Mysql prepare'd queries aren't cached, ever.

There once was a database named MySQL.

It had a query cache, becuase caching helps performance.

It also had queries you could "prepare" on the server-side, with the hope that your database server can make some smart decisions what to do with a query you're going to execute N times during this session.

I told mysql to enable it's caching and use a magic value of 1gb for memory storage. Much to my surprise, I see the following statistic after testing an application:

mysql> show status like 'Qcache_%';
+-------------------------+------------+
| Variable_name           | Value      |
+-------------------------+------------+
| Qcache_free_blocks      | 1          | 
| Qcache_free_memory      | 1073732648 | 
| Qcache_hits             | 0          | 
| Qcache_inserts          | 0          | 
| Qcache_lowmem_prunes    | 0          | 
| Qcache_not_cached       | 814702     | 
| Qcache_queries_in_cache | 0          | 
| Qcache_total_blocks     | 1          | 
+-------------------------+------------+
8 rows in set (0.00 sec)
Why are so many (all!?) of the queries not cached? Surely I must be doing something wrong. Reading the doc on caching explained what I can only understand as a complete lapse of judgement on the part of MySQL developers:
from http://dev.mysql.com/doc/refman/5.0/en/query-cache.html
Note: The query cache is not used for server-side prepared statements. If you're using server-side prepared statements consider that these statement won't be satisfied by the query cache. See Section 22.2.4, C API Prepared Statements.
Any database performance guide anywhere will tell you to use prepared statements. They're useful from both a security and performance perspective.

Security, becuase you feed the prepared query data and it knows what data types to expect, erroring when you pass something invalid. It also will handle strings properly, so you worry less about sql injection. You also get convenience, in that you don't have to escape your data.

Performance, becuase telling the database what you are about to do lets it optimize the query.

This performance is defeated, however, if you want to use caching. So, I've got a dillema! There are two mutually-exclusive (because MySQL sucks) performance-enhancing options available to me: using prepared statements or using caching.

Prepared statements give you two performance benefits (maybe more?). The first, is the server will parse the query string when you prepare it, and execute the "parsed" version whenever you invoke it. This saves parsing time; parsing text is expensive. The second, is that if your database is nice, it will try to optimize your queries before execution. Using prepared statements will permit the server to optimize query execution once, and then remember it. Good, right?
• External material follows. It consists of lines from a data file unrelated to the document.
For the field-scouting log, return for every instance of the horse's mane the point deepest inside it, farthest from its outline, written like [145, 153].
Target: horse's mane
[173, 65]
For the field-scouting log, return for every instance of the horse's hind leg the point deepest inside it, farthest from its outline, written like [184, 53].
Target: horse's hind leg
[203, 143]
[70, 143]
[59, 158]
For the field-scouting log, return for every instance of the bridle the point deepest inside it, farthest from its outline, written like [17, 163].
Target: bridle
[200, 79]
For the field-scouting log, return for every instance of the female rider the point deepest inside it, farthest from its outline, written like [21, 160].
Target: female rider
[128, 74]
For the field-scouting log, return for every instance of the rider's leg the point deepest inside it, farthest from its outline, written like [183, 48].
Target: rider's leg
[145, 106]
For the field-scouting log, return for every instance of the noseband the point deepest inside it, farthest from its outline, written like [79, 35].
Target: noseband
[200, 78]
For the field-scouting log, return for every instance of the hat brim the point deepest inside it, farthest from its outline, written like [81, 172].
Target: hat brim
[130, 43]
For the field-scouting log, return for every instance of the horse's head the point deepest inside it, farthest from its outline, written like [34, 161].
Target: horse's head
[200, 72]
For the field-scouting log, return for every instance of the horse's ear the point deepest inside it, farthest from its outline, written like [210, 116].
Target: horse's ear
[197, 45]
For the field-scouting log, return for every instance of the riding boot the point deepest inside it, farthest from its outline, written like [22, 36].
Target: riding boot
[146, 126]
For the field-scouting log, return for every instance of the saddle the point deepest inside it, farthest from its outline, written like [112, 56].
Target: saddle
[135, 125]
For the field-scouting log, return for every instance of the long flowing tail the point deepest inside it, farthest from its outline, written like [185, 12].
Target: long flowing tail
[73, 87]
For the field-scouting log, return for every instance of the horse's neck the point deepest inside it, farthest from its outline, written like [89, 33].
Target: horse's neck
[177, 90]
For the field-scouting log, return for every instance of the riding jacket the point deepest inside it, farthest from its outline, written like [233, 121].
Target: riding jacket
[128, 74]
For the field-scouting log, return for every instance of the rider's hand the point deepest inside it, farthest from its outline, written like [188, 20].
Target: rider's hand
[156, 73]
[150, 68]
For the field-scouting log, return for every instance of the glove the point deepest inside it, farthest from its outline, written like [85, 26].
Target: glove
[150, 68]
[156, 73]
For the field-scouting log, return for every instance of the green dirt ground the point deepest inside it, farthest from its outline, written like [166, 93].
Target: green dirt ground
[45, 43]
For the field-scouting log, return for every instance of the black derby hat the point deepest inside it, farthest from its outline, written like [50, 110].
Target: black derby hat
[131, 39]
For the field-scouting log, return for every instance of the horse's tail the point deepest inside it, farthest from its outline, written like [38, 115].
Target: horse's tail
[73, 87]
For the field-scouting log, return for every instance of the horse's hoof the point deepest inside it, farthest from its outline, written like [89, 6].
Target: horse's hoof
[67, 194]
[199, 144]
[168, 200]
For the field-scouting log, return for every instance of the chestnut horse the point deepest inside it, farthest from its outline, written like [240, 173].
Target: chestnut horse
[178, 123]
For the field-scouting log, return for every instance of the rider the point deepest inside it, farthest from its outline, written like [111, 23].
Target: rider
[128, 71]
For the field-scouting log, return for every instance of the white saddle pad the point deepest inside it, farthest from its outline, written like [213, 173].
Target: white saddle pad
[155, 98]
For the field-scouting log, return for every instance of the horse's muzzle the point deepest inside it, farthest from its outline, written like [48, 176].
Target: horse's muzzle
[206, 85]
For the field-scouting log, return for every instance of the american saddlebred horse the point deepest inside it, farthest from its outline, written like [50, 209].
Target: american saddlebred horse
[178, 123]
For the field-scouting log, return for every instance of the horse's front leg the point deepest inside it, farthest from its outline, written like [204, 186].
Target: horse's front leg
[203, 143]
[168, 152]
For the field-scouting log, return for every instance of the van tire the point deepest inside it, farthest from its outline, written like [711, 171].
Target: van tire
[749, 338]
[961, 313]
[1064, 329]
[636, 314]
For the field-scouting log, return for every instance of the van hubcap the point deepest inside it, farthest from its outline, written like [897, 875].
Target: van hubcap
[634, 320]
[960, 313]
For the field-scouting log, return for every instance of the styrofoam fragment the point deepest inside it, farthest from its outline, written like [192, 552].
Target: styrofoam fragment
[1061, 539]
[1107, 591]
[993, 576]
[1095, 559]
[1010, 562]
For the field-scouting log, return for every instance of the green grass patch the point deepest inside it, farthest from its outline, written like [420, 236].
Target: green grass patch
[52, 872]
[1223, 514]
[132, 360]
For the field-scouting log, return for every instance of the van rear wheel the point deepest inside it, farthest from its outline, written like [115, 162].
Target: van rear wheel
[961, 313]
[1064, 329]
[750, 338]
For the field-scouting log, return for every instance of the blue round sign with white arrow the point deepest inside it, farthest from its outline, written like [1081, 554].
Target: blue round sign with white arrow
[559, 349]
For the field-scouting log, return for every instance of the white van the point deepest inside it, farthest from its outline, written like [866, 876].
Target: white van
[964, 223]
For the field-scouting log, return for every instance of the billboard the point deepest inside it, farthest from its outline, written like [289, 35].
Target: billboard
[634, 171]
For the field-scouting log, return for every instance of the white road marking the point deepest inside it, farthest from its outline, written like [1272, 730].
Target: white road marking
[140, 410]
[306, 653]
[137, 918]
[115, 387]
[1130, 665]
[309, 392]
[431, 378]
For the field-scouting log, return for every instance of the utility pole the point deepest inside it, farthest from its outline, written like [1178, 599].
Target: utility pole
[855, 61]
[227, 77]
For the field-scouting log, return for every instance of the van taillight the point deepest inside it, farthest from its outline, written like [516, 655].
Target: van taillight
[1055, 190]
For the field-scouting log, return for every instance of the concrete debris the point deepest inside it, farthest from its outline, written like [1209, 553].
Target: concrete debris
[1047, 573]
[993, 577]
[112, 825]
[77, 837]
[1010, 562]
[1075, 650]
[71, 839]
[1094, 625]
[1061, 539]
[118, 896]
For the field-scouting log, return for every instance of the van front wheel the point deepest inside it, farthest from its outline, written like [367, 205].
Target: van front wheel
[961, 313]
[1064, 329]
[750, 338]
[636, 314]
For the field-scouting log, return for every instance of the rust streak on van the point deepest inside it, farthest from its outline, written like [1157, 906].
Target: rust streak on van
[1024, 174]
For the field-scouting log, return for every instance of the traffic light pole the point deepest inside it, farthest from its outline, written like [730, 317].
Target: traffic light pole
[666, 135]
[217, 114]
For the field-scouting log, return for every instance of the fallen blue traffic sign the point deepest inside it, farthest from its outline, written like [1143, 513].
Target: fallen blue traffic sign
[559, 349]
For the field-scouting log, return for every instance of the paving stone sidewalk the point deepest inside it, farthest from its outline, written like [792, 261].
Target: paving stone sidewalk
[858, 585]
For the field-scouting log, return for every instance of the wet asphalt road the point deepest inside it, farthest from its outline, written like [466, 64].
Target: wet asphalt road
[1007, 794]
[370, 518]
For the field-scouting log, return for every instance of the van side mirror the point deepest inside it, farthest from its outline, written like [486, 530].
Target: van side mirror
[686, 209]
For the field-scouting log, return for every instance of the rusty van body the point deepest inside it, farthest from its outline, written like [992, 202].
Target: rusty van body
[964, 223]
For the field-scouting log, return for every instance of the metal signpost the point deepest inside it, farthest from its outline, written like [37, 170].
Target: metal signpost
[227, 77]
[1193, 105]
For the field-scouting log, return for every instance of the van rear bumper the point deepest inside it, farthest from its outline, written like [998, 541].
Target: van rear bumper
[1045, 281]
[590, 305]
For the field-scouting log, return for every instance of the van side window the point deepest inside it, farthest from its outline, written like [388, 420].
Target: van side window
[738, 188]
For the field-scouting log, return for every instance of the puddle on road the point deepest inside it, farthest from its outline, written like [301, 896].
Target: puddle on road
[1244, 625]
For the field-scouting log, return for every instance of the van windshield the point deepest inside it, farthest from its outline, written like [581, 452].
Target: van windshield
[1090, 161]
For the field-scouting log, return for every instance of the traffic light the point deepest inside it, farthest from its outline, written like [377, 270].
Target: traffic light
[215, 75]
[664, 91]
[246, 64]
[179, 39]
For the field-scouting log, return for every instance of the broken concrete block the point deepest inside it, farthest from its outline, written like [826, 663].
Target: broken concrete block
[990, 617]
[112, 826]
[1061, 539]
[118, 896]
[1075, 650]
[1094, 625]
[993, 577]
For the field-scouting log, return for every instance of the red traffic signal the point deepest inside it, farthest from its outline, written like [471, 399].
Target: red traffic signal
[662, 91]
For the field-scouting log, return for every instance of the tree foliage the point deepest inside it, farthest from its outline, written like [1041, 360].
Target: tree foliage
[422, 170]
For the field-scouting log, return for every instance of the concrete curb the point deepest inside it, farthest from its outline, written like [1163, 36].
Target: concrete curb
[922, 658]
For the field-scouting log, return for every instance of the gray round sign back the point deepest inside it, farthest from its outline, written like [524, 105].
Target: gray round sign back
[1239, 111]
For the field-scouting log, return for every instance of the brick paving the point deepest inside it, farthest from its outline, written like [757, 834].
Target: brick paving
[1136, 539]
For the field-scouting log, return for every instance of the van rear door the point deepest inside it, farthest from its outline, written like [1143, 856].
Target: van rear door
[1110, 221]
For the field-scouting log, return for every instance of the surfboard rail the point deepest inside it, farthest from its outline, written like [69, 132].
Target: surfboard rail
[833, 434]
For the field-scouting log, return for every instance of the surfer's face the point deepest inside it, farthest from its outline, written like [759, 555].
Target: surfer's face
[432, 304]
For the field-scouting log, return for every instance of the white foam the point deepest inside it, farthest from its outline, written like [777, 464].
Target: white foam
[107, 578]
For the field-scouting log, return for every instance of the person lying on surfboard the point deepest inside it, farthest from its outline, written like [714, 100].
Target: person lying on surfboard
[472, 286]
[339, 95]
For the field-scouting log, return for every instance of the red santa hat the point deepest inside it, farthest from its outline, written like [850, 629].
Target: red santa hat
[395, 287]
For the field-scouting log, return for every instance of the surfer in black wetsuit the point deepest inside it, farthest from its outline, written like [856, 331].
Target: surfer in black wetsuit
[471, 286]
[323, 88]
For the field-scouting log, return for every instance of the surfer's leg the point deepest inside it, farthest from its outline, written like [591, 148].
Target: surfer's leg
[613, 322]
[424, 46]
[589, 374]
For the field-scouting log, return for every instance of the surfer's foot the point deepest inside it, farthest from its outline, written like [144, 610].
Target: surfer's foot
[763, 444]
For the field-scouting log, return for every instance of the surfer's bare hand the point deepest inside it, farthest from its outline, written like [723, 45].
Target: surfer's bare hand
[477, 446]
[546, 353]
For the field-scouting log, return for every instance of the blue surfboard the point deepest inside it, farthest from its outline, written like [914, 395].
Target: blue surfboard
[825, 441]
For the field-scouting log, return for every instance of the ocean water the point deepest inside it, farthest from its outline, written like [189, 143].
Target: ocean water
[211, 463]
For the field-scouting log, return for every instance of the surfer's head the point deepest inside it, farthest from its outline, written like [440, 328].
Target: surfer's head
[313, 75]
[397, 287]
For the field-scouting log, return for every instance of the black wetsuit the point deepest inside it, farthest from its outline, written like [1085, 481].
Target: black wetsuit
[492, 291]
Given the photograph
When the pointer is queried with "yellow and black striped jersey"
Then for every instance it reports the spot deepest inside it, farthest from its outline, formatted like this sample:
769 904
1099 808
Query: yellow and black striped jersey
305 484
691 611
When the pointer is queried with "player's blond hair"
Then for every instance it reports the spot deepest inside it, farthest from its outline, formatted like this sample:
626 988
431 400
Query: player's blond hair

Prepared statements improve CPU utilization, in that the cpu can work less becuase you're teaching the database about what's coming next. Cached query responses improve disk utilization, and depending on implementation should vastly outperform most (all?) of the gains from prepared statements. This assumption I am making is based on the assumption that disk is slow and cpu is fast.

Cached queries will (should?) cache results of complex queries. This means that a select query with multiple, complex joins should be cached mapping the query string to the result. No amount of statement preparation will improve complex queries becuase they still have to hit disk. Large joins require lots of disk access, and therefore are slow. Remembering "This complex query" returned "this happy result" is fast regardless of whether or not it's stored on disk or in memory. Caching also saves cpu utilization.

I can't believe preparing a query will prevent it from being pulled from the query cache, but this is clearly the case. Thanks, MySQL, for making a stupid design decision.

Maybe there's some useful JDBC (oh yeah, the app I'm testing is written in Java) function that'll give you all the convenience/security benefits of prepare, but without the server-side bits, and thus let you use the query cache.